Oslo – Hans Jacob Huun Thomsen, représentant adjoint au Storting (parlement norvégien), ancien chef adjoint d’Unge Venstre (la jeunesse libérale) et aujourd’hui conseiller chez Civita, un think tank conservateur, a pris le parti de critiques sévères à l’égard de la politique d’immigration norvégienne. Il estime que l’approche actuelle est non seulement inefficace, mais aussi potentiellement nuisible à la société norvégienne.
Selon Thomsen, le système d’asile est au bord de l’effondrement et nécessite une refonte complète. Il préconise le traitement des demandes d’asile en dehors de l’Europe, dans des pays tiers, afin de décourager les migrations économiques et de concentrer l’aide sur les personnes véritablement vulnérables.
« Nous aidons un réfugié sur mille dans le monde – à un coût exorbitant. Les plus vulnérables ne reçoivent aucune aide, tandis que nous attirons ceux qui ont suffisamment de ressources pour payer les trafiquants d’êtres humains. C’est absurde. »
Hans Jacob Huun Thomsen, conseiller chez Civita
Thomsen s’inspire du cas des Pays-Bas, où le parti D66 a remporté les élections anticipées à l’automne dernier après avoir adopté une ligne plus ferme en matière d’immigration. Il estime que la Norvège, et plus largement la gauche, devrait tirer les leçons de cette expérience.
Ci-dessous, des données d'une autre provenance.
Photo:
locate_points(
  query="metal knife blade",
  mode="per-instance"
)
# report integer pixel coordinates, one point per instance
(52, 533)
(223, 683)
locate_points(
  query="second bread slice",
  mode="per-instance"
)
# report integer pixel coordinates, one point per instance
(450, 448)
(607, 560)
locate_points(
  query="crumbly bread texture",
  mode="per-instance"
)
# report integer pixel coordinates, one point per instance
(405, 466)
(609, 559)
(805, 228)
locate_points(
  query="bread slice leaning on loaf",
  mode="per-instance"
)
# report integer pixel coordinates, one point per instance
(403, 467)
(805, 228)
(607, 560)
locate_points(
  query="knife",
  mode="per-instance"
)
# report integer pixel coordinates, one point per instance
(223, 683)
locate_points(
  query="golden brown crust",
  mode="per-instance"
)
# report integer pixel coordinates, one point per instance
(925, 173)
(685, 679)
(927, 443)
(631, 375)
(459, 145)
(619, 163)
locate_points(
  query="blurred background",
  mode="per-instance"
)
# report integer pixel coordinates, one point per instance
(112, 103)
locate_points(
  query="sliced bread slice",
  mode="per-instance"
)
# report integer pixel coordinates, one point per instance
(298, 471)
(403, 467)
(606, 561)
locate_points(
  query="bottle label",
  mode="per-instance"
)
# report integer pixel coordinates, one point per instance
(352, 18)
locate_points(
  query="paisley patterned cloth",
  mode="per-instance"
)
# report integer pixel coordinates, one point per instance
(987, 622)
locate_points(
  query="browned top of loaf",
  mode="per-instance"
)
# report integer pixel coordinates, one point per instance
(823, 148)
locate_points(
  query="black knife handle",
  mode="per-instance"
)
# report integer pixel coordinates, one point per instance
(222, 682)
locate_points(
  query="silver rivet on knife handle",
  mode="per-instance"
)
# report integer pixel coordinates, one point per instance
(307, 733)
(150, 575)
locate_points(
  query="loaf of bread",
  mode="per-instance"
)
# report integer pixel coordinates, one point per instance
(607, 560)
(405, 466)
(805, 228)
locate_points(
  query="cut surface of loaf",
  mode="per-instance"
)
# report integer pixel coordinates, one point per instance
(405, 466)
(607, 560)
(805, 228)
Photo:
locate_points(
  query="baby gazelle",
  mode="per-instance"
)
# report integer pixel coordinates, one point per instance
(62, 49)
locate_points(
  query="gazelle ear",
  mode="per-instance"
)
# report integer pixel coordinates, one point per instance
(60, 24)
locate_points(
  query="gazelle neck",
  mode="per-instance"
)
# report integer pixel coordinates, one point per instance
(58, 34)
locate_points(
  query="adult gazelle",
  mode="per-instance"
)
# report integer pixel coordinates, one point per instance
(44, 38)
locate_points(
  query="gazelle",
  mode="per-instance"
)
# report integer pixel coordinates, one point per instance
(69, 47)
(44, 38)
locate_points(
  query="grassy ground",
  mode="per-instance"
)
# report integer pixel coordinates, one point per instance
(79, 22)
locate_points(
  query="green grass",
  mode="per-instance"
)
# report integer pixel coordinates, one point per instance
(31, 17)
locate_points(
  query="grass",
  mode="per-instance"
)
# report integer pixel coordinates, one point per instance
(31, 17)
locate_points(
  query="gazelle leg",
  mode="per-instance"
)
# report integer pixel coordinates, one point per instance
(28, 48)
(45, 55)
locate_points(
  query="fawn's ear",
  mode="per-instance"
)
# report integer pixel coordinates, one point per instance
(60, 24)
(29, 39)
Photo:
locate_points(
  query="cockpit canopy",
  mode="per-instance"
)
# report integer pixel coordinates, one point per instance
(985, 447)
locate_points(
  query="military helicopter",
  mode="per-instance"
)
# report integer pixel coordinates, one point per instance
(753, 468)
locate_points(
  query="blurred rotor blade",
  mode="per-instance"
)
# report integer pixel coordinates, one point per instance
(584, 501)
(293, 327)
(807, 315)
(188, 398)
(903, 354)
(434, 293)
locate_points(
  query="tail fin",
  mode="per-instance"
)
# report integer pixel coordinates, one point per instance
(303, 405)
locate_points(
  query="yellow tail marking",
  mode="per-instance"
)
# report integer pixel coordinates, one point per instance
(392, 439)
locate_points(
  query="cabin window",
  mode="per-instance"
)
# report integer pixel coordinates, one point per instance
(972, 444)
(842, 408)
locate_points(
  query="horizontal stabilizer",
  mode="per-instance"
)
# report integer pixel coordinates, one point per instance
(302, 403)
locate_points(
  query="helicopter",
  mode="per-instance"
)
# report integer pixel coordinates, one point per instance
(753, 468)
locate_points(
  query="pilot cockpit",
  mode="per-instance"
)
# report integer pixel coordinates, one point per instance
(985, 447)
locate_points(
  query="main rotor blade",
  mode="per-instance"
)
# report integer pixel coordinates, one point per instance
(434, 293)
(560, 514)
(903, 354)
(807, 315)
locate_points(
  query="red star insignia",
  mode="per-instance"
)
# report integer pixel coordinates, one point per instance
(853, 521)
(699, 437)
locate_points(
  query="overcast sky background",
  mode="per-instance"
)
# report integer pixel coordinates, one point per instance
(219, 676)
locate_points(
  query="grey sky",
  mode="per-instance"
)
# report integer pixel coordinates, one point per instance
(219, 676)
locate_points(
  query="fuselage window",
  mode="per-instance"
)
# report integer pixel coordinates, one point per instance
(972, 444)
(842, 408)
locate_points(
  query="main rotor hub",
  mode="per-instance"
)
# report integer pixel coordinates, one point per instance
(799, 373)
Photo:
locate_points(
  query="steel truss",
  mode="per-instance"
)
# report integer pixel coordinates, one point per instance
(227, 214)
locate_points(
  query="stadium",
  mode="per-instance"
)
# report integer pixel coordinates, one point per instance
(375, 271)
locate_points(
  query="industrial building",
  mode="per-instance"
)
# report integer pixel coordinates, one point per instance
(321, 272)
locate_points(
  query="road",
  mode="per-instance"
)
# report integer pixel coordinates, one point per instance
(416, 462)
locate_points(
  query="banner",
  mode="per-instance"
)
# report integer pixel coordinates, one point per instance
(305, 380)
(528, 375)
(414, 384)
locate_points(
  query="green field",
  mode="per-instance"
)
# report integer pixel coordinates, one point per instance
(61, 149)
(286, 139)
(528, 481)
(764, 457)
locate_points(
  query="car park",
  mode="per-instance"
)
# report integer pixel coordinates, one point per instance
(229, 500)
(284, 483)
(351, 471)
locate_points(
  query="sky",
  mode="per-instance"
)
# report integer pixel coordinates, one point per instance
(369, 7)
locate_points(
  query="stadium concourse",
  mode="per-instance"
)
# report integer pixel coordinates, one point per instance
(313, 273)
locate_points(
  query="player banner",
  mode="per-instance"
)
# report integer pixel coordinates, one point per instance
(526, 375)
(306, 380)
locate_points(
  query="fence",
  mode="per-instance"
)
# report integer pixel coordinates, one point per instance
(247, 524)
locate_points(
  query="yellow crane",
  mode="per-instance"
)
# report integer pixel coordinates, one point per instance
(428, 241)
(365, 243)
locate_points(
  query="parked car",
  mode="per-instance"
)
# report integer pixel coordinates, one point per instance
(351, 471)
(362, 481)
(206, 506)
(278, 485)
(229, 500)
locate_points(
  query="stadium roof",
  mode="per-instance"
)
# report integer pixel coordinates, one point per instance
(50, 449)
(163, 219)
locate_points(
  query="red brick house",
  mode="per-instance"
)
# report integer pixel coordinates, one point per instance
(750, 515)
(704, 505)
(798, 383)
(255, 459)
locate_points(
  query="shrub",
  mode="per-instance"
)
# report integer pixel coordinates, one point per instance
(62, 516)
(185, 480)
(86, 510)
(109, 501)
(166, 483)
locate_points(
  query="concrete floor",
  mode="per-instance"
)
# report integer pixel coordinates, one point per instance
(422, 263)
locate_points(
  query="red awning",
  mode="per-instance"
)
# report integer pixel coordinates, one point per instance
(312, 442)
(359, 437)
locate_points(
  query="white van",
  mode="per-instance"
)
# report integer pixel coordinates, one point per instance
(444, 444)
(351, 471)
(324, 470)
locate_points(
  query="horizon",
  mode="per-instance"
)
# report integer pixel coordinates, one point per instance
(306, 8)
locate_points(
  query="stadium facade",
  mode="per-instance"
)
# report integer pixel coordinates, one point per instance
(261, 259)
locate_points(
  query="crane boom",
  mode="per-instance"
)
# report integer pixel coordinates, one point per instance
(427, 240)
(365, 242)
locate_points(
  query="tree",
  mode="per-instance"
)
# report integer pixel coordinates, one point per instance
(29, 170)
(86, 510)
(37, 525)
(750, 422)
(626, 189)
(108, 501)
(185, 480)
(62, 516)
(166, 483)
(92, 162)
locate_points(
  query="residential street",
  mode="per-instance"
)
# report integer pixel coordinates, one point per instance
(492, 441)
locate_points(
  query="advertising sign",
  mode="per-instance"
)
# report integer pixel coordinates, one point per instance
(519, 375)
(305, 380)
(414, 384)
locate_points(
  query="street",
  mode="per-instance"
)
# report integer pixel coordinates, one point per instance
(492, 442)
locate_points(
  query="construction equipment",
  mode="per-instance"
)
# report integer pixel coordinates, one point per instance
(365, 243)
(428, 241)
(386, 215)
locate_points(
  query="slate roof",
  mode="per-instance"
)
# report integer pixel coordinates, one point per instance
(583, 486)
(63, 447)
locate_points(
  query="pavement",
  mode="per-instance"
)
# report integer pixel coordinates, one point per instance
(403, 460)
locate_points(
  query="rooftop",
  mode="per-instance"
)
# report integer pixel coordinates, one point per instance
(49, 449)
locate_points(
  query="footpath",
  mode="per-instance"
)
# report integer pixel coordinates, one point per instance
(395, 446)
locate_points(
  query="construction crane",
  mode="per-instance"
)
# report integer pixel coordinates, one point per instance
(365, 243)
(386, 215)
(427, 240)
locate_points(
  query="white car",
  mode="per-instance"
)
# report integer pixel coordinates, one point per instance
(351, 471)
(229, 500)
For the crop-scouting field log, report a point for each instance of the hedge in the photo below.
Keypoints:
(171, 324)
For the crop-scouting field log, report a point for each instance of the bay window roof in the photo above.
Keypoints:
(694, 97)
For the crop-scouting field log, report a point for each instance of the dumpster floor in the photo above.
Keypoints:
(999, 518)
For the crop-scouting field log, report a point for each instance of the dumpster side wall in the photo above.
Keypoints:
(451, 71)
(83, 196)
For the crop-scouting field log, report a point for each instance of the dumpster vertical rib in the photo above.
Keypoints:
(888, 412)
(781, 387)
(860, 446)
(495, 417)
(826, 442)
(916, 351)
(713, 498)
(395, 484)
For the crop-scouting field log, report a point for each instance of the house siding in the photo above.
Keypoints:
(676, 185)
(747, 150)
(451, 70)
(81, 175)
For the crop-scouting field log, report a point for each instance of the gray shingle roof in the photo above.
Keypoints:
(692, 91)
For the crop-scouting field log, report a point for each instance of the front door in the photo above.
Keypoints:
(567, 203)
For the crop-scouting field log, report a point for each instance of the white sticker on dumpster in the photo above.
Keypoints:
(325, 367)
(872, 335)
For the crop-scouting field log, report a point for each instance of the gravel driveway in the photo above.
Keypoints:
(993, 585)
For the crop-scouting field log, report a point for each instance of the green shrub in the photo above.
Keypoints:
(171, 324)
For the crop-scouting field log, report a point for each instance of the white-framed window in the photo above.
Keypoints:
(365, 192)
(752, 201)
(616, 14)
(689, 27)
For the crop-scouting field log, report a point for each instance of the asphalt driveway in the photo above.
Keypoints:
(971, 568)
Il met en garde contre les risques liés à l’accueil de populations issues de cultures aux valeurs fondamentalement différentes, soulignant les défis que cela pose en termes de cohésion sociale et de respect des valeurs libérales. Il cite notamment les déclarations du chef de la police de Berlin, qui avait conseillé aux juifs et aux homosexuels de dissimuler leur identité dans certains quartiers arabes.
Thomsen critique également l’aveuglement de la gauche face à ces réalités. Il affirme que le Parti du Progrès (FRP), souvent qualifié d’extrême droite, avait raison sur de nombreux aspects de la politique d’immigration et que la gauche aurait dû l’écouter plus attentivement.
« Je l’admets volontiers : le FRP a eu raison sur une grande partie de la politique d’immigration. La gauche aurait dû écouter plus tôt. »
Hans Jacob Huun Thomsen, conseiller chez Civita
Il souligne que le système d’asile actuel est non seulement coûteux, mais aussi moralement contestable, car il encourage les migrations illégales et est exploité par des régimes autoritaires comme la Russie et la Biélorussie dans le cadre d’une guerre hybride. Il estime que limiter l’immigration et concentrer l’aide sur les régions d’origine est une approche plus efficace et plus humaine.
Selon Thomsen, au lieu d’accorder des aides à l’intégration à 6 400 réfugiés en Norvège, il serait plus judicieux de financer l’éducation de 500 000 enfants dans le camp de Kutupalong au Bangladesh.
Cette prise de position intervient dans un contexte de débat croissant en Norvège sur la politique d’immigration et l’intégration des étrangers. Elle risque de provoquer des réactions vives au sein du Parti libéral et de la gauche norvégienne.